Path: utzoo!utgpu!jarvis.csri.toronto.edu!mailrus!uflorida!gatech!udel!rochester!pt.cs.cmu.edu!MATHOM.GANDALF.CS.CMU.EDU!lindsay
From: lindsay@MATHOM.GANDALF.CS.CMU.EDU (Donald Lindsay)
Newsgroups: comp.arch
Subject: Re: looking for >32-bit address space
Message-ID: <4651@pt.cs.cmu.edu>
Date: 5 Apr 89 18:18:31 GMT
References: <1032@myrias.UUCP> <650010@hpclscu.HP.COM>
Organization: Carnegie-Mellon University, CS/RI
Lines: 55

There are two important issues.
Issue number one, is the short-pointer problem.
Issue number two, is the mapped file problem.

Short pointers are simply an economy measure.  Reducing the number of
bits used may make programs smaller, reduce processor cycles, compress
data structures, and so on.  In the case of 32 bit machines with >32
bit virtual addresses, it's "obvious" that programs will deal in 32-bit
short addresses.

The problem is that there are now two "pointer" data types, not one,
and the programmer has to know that
	<small> := <big>
doesn't work.  Or, alternatively, the compiler can have a "large
model/small model" switch.  The programmer is off the hook, but now you
need two copies of every library .. and every application .. and the
"big" versions may be unnecessarily slow.

"Segment register" schemes don't really help, because now pointers are
only meaningful when the context is as it was when they were created.
A pointer is no longer standalone, and you can't have "magic cookies"
("opaque types").  So, any generalized routine that is passed a
pointer, must also be passed segment info, and we're back around to
short/long. Also, it may be impossible to build big objects out of
successive segments, in such a way that the "next address" operation is
just "increment". (I suppose a trap is perferable to inline overflow
checking.)


Issue number two, mapped files, is simply that there may be a strong
advantage to having Really Big Objects.  Database people would like to
map an entire external device into the address space.  Since 5 GB disk
drives already exist, 32 bit addresses already don't cut it.

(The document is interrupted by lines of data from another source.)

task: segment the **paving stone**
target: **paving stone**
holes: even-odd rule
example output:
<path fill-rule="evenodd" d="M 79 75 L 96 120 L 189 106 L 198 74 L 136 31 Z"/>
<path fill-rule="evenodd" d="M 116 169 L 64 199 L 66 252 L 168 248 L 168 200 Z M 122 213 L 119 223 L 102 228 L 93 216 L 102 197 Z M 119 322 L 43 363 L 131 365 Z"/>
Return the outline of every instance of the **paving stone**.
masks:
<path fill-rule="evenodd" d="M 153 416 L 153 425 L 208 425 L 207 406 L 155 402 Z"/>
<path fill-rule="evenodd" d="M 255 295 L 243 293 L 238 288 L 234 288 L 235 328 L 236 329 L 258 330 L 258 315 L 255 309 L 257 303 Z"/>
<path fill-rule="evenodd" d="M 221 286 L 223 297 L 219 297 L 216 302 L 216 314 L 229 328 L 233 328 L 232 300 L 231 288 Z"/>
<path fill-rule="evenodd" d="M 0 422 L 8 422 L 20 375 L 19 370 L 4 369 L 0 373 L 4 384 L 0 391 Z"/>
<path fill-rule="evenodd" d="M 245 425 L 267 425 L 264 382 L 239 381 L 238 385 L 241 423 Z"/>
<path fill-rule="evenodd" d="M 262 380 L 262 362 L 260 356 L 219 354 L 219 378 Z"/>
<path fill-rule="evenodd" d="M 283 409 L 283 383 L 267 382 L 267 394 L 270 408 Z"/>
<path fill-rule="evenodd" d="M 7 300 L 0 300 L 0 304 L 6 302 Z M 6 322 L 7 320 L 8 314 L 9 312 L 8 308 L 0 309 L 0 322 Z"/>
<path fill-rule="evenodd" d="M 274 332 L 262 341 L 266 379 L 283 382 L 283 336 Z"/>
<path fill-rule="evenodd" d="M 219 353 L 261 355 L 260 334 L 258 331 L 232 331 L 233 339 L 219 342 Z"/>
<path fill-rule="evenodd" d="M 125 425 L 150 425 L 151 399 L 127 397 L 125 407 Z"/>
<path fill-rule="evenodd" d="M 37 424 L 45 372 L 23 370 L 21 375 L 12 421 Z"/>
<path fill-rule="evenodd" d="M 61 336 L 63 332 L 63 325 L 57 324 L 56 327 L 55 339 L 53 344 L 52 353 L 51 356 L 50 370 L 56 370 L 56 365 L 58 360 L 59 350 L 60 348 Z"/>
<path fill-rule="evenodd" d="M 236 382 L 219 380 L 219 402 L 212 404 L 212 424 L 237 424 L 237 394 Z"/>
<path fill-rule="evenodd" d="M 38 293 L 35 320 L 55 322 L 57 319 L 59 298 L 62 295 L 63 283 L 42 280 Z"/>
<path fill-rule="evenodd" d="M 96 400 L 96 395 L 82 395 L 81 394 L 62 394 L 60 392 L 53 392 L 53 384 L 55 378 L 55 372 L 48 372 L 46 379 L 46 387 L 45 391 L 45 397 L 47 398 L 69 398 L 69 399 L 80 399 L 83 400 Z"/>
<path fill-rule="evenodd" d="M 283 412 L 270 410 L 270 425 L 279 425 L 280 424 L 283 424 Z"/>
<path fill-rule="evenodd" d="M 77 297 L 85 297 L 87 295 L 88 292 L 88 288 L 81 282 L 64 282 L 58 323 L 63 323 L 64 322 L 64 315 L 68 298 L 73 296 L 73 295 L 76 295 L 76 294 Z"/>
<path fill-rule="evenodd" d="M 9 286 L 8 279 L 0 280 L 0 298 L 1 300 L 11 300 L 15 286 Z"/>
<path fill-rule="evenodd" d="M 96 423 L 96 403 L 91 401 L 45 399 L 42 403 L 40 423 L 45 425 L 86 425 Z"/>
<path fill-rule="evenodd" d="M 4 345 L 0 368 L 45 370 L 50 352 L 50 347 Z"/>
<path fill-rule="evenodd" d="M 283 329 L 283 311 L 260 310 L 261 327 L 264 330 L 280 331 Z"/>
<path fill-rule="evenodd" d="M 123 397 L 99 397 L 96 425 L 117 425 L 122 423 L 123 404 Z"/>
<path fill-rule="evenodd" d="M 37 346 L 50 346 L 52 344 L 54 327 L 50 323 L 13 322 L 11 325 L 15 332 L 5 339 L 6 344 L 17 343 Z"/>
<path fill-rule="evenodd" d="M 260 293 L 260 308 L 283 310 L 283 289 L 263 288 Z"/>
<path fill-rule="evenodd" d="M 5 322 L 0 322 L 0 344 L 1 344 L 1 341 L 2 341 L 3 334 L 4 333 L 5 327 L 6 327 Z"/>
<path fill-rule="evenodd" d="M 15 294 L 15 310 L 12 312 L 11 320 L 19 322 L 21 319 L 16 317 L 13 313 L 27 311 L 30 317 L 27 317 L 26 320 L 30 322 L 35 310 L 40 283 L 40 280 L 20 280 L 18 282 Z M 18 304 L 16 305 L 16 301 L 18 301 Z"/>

Stonebraker argued that data base systems would like a flat view of a
disk, because otherwise they are imposing structure on top of the OS's
structures, and both layers do e.g. indexing that would be more
efficient if done by only one layer.  The Mach operating system has a
nice feature for this.  Mach allows an application developer to write
his own page fault handler, which gets executed in the same space as
his application.  (In theory, the other threads of the application
don't need to block unless they also need the same page.)

This data-base argument seems to me like a strong argument for
supporting big addresses. I don't see any really acceptable way to
compress big addresses, except perhaps in application-dependant ways.
For example, the DB's fault handler could use N high-order address bits
in some "take a ticket"/"tag bit" style. This only really extends the
address space if the application knows how to do things like ticket
reclamation.  (These things are difficult in general, but easy if the
application can be specifically designed for it.)


-- 
Don		D.C.Lindsay 	Carnegie Mellon School of Computer Science
--